Type "system restore" in search bar.
Select Program System Restore.
Choose your restore point. Either Recommended, or pick your own from all the points windows has saved.
Allow process to run.
Reboot.

Hopefully this solves your problem. Let me know if you need anymore help.

 

[alleycat]

I'm found "fixes" for the problem, but they're not from the Microsoft website. If you used them you would have to do it at your own risk.

I'm still looking to see if Microsoft has something simple (like a fix you can just download).

 

[alleycat]

Your problem sounds like the exact same thing I had happen to a couple of our computers at home, and of course being the Tech Savvy family member I spent a couple hours trying to fix it.

I'm a Network Admin so I could explain the detailed process of finding registry files and OS file and editing them, but frankly it's a bother to do for anyone regardless of skill level.

What did work for me was booting in safe mode and then using windows system restore. Hopefully your PC will have set restore points whenever software or updates were installed (this is standard setting).

Steps:
Boot in safe mode.
Open windows menu.
Type "system restore" in search bar.
Select Program System Restore.
Choose your restore point. Either Recommended, or pick your own from all the points windows has saved.
Allow process to run.
Reboot.

System restore would probably be the best option IF she can get to it.

 

[Charles Farley]

Sorry to jump in . . system restore might be infected also.

When you say AV pop-ups what do you mean . . specifically?

 

[alleycat]

I'm a Network Admin so I could explain the detailed process of finding registry files and OS file and editing them, but frankly it's a bother to do for anyone regardless of skill level.

If you do have to step Kate though this, we need to make sure she's in a very calm state of mind.

Someone doesn't need to be editing their registry when they're frustrated and mad.

 

[Keisha Perry]

System restore would probably be the best option IF she can get to it.

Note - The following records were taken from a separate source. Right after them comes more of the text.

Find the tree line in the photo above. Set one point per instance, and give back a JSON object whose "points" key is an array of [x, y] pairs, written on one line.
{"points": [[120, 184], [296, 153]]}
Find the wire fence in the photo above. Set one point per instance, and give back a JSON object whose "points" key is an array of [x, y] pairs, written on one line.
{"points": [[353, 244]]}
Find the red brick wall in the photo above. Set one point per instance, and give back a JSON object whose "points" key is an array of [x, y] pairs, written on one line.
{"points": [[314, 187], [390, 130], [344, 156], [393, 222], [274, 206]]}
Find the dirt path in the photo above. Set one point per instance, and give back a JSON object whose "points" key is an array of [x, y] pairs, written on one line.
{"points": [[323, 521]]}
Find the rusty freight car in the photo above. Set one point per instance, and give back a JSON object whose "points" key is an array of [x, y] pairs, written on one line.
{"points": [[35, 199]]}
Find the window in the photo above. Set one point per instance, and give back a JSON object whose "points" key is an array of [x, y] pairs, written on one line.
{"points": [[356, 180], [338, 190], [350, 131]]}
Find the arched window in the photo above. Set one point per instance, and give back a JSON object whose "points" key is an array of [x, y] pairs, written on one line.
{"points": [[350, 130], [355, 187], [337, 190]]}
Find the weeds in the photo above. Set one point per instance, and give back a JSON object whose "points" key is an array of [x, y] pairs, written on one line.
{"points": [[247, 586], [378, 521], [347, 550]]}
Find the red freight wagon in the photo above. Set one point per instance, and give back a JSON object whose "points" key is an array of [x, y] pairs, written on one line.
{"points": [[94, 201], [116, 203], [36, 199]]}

We had the same virus and it let me run it ONLY when I booted in safe mode. The other boot options like normal, and safe with networking did not work. The trick may have been being disconnected from the internet, but it worked for two computers so it's worth a shot.

 

[alleycat]

Let's see if she can get to System Restore before offering any other options.

 

[Keisha Perry]

If you do have to step Kate though this, we need to make sure she's in a very calm state of mind.

Someone doesn't need to be editing their registry when they're frustrated and mad.

Heck! I got paid to edit registries and I still hate it. Windows can be such a pain.

 

[alleycat]

We had the same virus and it let me run it ONLY when I booted in safe mode. The other boot options like normal, and safe with networking did not work. The trick may have been being disconnected from the internet, but it worked for two computers so it's worth a shot.

Kate, try this if you can't get to System Restore normally.